Jungschiedsrichter treffen sich in Kaiserau

Jungschiedsrichter treffen sich in Kaiserau

Auch zu Beginn des Jahres 2015 führte der Kreis Münster mit seinen Jungschiedsrichtern einen zweitägigen Lehrgang im SportCentrum Kaiserau durch. Dabei standen unter der Leitung der Lehrwarte Philipp Hagemann und Thorsten Kaatz das Kennenlernen, gemeinschaftliche Aktivitäten und natürlich Regelkunde anhand von Theorie und Praxis im Fokus des Lehrgangs.

„Zunächst gab es eine kleine Kennlernrunde, denn es waren auch ganz neue Schiedsrichter dabei, die erst vor Kurzem die Anwärterprüfung bestanden hatten. Zudem wurde auch besprochen, weshalb sich jeder einzelne Teilnehmer dazu entschieden hat Schiedsrichter zu werden und welche Perspektiven er hat“, sagte Alexandre Santos, Jungschiedsrichter aus dem Kreis Münster.

Die erste theoretische Einheit von Philipp Hagemann erklärte alles rund um die Tätigkeit des Schiedsrichterassistenten: Von der Position des Assistenten in verschiedenen Spielsituationen bis hin zu den richtigen Fahnenzeichen. Die praktische Regelkunde wurde in der Halle absolviert. Dort führte Thorsten Kaatz Übungen zu den verschiedensten Laufrhythmen des Schiedsrichters und des Assistenten mit den Teilnehmern durch: Von der Kraftübung an der Wand bis hin zum Sprint mit anschließender, zuvor vorgegebener Fahnenanzeige. Nach getaner „Arbeit“ traten die Jungschiedsrichter auch in diesem Jahr wieder selbst vor den Ball. „Ein blaues Auges, wie vor zwei Jahren, gab es zum Glück diesmal nicht, da unsere beiden Lehrwarte sich lieber das Spiel vom Spielfeldrand aus ansahen – das war wohl auch besser so“, sagte Santos. Den Abend ließen die Münsteraner Schiedsrichter dann ruhig mit der zweiten Halbzeit der Bundesligapartie zwischen Wolfsburg und Bayern sowie Gesprächen und mehreren Partien am Kicker ausklingen.

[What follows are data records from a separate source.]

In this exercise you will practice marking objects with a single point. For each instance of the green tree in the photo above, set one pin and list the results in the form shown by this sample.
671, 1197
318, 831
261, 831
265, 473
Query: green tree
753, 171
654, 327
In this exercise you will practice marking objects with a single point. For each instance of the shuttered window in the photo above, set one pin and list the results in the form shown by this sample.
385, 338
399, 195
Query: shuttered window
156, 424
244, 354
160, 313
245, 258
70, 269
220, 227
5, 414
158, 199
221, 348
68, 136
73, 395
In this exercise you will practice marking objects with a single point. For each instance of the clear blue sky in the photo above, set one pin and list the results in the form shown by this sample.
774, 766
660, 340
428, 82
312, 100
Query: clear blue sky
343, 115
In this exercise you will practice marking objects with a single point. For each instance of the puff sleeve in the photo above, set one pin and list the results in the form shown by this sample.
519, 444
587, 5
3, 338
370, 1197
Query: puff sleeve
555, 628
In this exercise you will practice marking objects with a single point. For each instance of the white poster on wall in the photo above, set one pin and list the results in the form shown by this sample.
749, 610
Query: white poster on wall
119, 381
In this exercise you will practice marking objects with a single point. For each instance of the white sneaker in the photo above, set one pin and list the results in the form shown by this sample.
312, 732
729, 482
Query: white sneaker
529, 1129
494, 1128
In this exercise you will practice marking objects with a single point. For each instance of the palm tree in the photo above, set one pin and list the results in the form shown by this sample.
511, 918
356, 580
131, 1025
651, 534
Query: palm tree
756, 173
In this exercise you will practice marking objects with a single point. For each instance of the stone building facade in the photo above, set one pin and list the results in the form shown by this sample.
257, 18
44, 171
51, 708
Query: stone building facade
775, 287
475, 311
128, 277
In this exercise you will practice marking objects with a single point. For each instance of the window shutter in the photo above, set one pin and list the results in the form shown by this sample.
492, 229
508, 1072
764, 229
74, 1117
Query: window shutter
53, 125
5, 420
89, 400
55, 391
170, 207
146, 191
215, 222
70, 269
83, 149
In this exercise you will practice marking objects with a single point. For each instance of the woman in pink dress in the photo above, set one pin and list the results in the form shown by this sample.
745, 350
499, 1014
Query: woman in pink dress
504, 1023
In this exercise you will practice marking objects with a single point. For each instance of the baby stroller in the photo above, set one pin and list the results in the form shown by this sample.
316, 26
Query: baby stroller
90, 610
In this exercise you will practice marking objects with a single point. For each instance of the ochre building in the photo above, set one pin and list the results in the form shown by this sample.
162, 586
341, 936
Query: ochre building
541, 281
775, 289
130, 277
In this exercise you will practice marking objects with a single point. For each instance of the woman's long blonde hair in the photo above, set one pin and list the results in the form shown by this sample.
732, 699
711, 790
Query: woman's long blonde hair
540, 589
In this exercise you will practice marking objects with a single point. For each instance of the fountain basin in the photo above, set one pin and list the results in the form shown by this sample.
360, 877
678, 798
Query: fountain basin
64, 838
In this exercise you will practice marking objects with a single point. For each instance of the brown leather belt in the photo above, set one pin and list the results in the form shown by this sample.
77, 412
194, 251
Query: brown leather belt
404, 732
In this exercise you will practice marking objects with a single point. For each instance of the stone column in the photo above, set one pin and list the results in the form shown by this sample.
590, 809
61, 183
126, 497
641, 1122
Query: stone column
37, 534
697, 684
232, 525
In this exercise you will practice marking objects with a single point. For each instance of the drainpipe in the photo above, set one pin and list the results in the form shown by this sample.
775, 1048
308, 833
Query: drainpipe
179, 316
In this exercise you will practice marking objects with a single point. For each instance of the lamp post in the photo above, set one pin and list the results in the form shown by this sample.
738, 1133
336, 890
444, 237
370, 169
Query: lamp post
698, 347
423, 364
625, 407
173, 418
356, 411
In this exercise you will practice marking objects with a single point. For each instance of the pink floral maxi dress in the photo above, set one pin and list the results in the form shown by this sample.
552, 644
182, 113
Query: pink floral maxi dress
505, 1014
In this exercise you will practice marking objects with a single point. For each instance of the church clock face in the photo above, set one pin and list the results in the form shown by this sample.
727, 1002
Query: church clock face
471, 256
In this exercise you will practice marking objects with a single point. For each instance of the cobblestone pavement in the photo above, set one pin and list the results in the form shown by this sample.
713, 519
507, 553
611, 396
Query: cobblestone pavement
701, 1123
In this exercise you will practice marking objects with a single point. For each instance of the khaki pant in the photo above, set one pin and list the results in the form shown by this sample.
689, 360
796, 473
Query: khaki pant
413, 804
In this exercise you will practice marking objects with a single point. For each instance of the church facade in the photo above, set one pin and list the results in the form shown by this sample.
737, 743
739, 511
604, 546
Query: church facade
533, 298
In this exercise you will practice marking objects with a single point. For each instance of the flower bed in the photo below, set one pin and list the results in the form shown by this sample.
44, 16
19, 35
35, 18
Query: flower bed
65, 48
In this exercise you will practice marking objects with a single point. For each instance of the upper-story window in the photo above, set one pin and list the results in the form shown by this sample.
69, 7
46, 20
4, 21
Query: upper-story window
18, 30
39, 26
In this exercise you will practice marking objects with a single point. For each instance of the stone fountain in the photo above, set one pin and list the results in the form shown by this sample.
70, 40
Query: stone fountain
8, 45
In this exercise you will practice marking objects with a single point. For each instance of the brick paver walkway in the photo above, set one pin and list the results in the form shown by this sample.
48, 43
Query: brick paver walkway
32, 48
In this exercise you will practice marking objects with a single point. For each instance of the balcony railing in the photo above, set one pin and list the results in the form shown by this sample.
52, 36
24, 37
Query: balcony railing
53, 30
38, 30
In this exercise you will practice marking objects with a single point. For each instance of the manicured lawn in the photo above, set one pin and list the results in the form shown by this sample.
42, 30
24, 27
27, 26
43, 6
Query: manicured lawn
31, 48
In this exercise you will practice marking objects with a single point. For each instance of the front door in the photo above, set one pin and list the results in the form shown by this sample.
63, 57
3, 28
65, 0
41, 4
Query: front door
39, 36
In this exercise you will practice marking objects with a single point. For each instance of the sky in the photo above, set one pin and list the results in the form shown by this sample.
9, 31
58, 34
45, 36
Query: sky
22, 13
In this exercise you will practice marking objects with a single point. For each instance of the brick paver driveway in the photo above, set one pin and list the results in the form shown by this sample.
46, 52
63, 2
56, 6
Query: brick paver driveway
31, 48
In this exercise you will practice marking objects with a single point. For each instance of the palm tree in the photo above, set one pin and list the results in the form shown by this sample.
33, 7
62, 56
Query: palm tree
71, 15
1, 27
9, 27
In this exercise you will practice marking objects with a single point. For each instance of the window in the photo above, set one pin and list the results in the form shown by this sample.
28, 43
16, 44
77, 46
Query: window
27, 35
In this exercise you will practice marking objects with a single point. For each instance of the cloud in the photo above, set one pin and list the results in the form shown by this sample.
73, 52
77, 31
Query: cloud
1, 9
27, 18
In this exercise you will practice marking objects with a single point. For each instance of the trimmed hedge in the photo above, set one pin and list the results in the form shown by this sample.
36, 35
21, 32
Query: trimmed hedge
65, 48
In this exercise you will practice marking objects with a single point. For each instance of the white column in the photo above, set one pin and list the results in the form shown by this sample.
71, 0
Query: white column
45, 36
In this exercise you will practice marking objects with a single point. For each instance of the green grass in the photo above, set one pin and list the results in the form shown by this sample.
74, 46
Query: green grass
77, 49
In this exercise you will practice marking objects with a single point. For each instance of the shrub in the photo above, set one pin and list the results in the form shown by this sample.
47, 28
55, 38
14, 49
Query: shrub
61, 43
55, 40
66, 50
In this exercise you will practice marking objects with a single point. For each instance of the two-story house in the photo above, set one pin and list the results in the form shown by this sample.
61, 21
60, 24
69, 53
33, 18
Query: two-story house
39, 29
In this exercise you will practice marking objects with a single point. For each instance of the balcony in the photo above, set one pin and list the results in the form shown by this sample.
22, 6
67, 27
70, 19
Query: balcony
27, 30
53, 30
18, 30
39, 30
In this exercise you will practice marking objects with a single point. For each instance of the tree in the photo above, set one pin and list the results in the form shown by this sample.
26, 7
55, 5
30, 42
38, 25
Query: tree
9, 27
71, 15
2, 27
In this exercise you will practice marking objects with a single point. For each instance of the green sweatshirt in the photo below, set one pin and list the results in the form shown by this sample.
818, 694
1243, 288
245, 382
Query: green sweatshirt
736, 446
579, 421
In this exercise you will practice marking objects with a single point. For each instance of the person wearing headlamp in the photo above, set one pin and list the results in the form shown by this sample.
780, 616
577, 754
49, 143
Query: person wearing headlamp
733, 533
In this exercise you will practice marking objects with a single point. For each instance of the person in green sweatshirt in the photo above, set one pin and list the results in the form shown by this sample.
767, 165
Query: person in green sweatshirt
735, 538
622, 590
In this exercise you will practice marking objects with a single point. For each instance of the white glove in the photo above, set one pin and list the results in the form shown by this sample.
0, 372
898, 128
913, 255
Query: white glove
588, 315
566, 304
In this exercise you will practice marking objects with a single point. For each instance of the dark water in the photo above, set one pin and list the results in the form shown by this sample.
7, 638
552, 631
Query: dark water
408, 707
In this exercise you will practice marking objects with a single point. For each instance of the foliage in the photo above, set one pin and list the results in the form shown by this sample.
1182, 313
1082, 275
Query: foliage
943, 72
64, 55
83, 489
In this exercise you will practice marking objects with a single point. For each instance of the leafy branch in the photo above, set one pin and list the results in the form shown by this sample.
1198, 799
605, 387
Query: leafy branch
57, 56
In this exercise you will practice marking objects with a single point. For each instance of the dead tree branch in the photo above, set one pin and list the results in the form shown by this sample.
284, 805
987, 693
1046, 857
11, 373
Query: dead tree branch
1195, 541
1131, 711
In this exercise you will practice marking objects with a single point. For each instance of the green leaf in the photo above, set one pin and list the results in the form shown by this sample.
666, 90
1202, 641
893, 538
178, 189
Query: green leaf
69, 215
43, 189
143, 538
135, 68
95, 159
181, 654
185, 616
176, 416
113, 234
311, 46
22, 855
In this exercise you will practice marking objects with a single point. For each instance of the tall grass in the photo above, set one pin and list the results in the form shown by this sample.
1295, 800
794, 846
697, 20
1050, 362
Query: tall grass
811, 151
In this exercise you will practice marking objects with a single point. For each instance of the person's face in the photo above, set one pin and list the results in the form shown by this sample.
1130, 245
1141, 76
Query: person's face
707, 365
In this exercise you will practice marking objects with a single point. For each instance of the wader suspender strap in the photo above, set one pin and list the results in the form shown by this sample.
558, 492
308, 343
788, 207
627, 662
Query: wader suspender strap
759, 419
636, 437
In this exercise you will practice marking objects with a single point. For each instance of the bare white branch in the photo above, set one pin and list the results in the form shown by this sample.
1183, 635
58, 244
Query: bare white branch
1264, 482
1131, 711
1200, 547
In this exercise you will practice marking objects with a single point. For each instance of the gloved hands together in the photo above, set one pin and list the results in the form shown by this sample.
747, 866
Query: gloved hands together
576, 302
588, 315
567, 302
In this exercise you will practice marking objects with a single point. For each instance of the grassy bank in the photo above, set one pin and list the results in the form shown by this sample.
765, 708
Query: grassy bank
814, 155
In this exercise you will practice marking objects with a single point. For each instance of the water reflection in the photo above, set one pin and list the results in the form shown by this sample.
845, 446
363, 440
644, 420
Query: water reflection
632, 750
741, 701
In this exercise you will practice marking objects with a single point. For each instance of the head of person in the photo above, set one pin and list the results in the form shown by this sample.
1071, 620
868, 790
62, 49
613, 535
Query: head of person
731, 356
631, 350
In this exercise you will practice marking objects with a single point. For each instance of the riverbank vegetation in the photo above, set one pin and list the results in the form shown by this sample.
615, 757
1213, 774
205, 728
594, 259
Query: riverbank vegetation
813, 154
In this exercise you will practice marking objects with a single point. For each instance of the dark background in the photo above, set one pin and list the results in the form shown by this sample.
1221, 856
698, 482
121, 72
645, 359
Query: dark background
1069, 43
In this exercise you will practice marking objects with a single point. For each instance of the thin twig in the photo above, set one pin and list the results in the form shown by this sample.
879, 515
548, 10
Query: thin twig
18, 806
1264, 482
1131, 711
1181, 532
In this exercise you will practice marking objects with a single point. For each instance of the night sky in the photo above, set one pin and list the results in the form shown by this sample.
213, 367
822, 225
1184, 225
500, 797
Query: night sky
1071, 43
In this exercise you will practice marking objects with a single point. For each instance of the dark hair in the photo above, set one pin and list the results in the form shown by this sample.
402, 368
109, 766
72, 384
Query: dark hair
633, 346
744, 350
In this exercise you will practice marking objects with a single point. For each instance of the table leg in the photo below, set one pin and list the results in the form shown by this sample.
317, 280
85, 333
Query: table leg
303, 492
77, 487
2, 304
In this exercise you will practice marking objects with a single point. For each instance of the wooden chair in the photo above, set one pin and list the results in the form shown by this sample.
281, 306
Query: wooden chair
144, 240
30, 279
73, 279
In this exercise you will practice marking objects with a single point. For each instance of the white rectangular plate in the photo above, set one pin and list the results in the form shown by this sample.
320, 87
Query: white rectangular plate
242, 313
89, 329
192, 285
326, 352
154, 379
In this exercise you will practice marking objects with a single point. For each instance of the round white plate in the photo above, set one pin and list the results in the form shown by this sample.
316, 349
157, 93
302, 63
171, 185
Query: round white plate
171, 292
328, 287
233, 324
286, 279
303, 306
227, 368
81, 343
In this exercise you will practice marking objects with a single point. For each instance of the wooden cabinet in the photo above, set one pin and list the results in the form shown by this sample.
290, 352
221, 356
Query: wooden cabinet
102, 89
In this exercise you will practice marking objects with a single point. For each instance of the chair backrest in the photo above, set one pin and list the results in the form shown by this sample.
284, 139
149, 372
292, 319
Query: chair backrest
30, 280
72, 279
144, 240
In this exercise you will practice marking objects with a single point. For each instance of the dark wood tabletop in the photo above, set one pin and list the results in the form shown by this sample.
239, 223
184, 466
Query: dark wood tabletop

Zwei weitere Lerneinheiten rundeten das Lehrgangsprogramm ab: In drei Gruppen bearbeiteten die Teilnehmer die Themen: brutale, fahrlässige und rücksichtslose Foulspiele und versuchten diese zu definieren und voneinander abzugrenzen und aktuelle Videoszenen aus der Bundesliga folgten. „Dabei war hauptsächlich bei den fahrlässigen und rücksichtslosen Fouls die persönlichen Strafen ein größerer Diskussionspunkt – auch bei den Videoszenen gab es lange Diskussionen über die Entscheidungen“, so Santos.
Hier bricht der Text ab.